In January, 1916,  the Craven Herald explored how the introduction of licensing laws shortly after the outbreak of the First World War sparked outrage and claims that it was an infringement of the liberty of every Englishman then fighting on the Western Front. It didn’t take long for the long arm of the law to ensnare one of the first law breakers.

THE bacchanalian booze-up at the Black Bull, in Colne Road, Cowling, on April 2, 1916, a beautiful spring day, so shocked the Petty Session bench in Skipton when the 14 offenders rolled-up to face the music that the presiding magistrate told them that it was the most flagrant breach of the law he had witnessed.

In the dock were the inn keeper John Yates and his wife Francis accused of serving intoxicating liquor during prohibited hours and 12 of their customers charged with consuming alcohol during prohibited hours.

One wiseacre, Wilson Pritchard, a weaver, was done for obstructing a police officer in the execution of his duty. He had probably read the Craven Herald earlier in the year and was awakened by the "call to arms" by local licensed victuallers who had made an appeal to the men of Craven to fight the introduction of pub drinking hours.

He took it literally and bloated with boozy courage he incited the other men to "get stuck in", bawling "are we going to stand for this men, let's rush 'em". Needless to say, nobody took up his invitation.
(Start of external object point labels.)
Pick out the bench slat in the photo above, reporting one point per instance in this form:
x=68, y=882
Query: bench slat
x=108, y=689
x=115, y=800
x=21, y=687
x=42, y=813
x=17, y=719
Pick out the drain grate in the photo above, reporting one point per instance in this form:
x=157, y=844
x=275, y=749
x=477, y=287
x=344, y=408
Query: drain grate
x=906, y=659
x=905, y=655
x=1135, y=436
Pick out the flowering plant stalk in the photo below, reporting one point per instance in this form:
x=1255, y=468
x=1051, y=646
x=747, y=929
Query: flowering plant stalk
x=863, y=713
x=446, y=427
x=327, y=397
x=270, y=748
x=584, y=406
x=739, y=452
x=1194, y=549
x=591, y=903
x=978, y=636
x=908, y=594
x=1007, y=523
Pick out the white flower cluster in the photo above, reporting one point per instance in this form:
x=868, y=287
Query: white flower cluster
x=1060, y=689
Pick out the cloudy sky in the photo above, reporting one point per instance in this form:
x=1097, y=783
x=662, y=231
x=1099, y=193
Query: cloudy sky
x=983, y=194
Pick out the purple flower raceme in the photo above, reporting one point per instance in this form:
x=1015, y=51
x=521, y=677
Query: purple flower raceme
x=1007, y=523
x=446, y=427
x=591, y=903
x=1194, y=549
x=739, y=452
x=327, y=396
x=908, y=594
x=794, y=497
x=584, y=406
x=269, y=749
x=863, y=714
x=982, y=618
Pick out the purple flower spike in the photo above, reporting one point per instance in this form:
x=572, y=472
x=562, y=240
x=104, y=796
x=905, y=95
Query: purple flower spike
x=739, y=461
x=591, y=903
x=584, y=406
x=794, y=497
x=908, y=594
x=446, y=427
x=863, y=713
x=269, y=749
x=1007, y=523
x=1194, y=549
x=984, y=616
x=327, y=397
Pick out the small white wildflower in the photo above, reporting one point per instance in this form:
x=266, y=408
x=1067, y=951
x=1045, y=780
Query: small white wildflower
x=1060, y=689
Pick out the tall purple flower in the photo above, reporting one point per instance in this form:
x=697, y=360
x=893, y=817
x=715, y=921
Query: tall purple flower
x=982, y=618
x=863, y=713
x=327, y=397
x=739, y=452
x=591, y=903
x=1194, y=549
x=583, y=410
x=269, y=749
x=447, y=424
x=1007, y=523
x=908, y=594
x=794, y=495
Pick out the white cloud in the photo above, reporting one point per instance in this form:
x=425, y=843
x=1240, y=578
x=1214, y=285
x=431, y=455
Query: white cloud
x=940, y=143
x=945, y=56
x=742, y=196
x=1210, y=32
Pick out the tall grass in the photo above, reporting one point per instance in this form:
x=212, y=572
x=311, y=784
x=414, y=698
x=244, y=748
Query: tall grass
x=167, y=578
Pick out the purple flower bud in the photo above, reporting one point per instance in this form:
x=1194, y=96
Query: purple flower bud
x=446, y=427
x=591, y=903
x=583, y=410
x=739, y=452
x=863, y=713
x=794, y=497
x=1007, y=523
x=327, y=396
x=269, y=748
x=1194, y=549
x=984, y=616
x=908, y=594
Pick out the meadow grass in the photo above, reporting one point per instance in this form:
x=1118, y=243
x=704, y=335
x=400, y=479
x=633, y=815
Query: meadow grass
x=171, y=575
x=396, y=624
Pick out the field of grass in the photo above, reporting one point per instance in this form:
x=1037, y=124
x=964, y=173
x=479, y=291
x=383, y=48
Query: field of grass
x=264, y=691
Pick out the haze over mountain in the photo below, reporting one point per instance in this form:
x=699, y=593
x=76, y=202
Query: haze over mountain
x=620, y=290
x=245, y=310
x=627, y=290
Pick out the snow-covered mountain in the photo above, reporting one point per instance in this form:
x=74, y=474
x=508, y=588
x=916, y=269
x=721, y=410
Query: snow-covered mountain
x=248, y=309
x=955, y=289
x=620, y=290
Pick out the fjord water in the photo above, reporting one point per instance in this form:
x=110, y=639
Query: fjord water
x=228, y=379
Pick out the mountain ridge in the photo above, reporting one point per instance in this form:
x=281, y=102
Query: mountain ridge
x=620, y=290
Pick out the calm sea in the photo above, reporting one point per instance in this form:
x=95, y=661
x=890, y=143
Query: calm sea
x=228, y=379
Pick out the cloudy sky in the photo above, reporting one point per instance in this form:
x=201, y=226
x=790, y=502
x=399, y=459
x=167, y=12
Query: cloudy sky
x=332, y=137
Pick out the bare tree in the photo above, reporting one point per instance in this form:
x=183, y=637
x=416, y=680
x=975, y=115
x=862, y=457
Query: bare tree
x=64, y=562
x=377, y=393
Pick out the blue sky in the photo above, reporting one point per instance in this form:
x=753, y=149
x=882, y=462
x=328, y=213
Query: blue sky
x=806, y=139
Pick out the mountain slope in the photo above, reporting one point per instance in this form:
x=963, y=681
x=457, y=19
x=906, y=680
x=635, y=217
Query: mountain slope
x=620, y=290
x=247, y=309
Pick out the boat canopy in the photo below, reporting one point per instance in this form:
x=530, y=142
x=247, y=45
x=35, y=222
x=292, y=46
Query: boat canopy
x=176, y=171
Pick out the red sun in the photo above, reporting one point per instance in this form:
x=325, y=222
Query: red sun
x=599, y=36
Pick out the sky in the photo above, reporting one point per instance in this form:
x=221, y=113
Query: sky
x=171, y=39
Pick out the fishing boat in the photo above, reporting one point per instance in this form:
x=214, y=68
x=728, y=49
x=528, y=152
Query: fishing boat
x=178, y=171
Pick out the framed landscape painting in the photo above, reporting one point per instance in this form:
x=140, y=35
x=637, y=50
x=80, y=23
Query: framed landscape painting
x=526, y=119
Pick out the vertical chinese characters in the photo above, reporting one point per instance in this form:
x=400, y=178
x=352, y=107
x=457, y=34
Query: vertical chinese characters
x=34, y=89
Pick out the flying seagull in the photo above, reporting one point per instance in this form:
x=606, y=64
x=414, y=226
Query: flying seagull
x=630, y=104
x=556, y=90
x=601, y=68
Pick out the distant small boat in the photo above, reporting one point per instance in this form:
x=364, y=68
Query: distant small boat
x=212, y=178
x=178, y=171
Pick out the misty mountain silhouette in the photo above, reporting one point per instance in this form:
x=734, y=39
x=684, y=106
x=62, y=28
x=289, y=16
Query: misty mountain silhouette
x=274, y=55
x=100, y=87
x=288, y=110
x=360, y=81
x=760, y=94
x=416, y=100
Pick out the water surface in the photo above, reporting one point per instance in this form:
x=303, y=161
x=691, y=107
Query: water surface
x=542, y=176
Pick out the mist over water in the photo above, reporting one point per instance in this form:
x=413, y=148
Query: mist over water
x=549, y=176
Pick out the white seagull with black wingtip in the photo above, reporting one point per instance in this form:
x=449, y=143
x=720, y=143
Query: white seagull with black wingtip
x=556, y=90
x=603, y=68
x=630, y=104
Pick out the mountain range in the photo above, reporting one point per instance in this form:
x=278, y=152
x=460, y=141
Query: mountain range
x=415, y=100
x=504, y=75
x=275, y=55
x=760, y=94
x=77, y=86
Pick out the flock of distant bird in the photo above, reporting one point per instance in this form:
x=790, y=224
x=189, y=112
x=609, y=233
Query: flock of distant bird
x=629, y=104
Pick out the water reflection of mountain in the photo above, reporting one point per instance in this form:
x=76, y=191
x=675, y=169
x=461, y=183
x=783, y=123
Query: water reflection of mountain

Instead, most of them attempted to get rid of their beer and whisky, throwing glasses under seats, knocking over whisky tots and trying to tip up the glass sample bottle being used by the police officer to collect liquid evidence.

When eventually rounded up for interview and asked for their names and addresses, Pritchard and five others gave bogus information. Still the comedian, Pritchard said he was Ernest Rothschild from New York and when this was later revealed in court it sparked roars of laughter among the public and the bench.

One character claimed he had simply called in for a sandwich and was not the owner of the pint standing on the bar in front of him. Others insisted they were drinking ginger ale.

Mr Yates himself had a plausible excuse and he was backed up by his wife. He said he had been "out back" feeding the chickens and had not served any ale all afternoon.

Incredibly, they all denied the offences but it took the bench only 15 minutes to reach a verdict of guilty and come back with "heavy penalties", declared the Craven Herald.

Mr and Mrs Yates were each fined £25 - the equivalent of about £2,300 today - and the rest were told to pay 40 shillings for breaching the licensing rules. Pritchard found himself having to fork out £3 - £300 today - punishment for the other offences and five others had an additional 10 shillings to find for giving false names and addresses.

The bench had earlier heard that the Black Bull was known as a "season house" as it was not often visited during the winter months because of its out of the way location, but in summer it was a magnet for the mill folk of Lancashire who trundled over the tops in motor coaches to enjoy the beauty of Yorkshire. This was just such a day.

Police had arrived at 4.50pm and the passageway into the pub was crowded - later it was estimated between 50 and 60 people were present.. There were men in the tap room and pint pots and glasses on the tables and several men holding glasses of beer. The smoking room contained both men and women with glasses.

Upon spotting the police officer, Mrs Yates was seen to attempt to take back a pint she had just served but the customer said: "I've paid for it, I'm going to sup it!" and putting the glass to his lips glugged away finishing with a flourish.

Later police went on to find nine men and three women all quaffing away in the snug and the police officer proceeded to attempt to take samples of what was being drunk. It was at this point that glasses were thrown under the tables and knocked over and Pritchard struck out twice at the police officer challenging him to a punch up.

Meanwhile, as the police were trying to sort out the drunks in the snug, the others in the remainder of the building took the opportunity to run off as fast as they could.

Summing up, the chairman of the Bench said: "The Bench have never had before them a worse case than this. It is a most flagrant breach of duty on the part of the landlords and landlady and a very bad offence on the part of the other defendants."

Before 1914, landlords who were licensed to sell alcohol, could more or less serve when they wished. But come the war the Government, through the Defence of the Realm Act, introduced a series of restrictions. Broadly they allowed drinking only between noon and 2.30pm and from 6.30pm to 8.30pm.

Today, the building no longer serves alcohol. It closed as the Black Bull ten years ago when it became the location for hand-crafted furniture Dovetail.

From the outside the building remains structurally unchanged and even inside the rooms are essentially the same, says manager Chris Jardine.

"Dovetail as it's now known has been manufacturing and installing beautiful bespoke kitchens and furniture for over 30 years," he said.

"The Black Bull offered everything we needed from plenty of floor space, individual rooms, large car park and offers our clients a relaxed out of town shopping experience."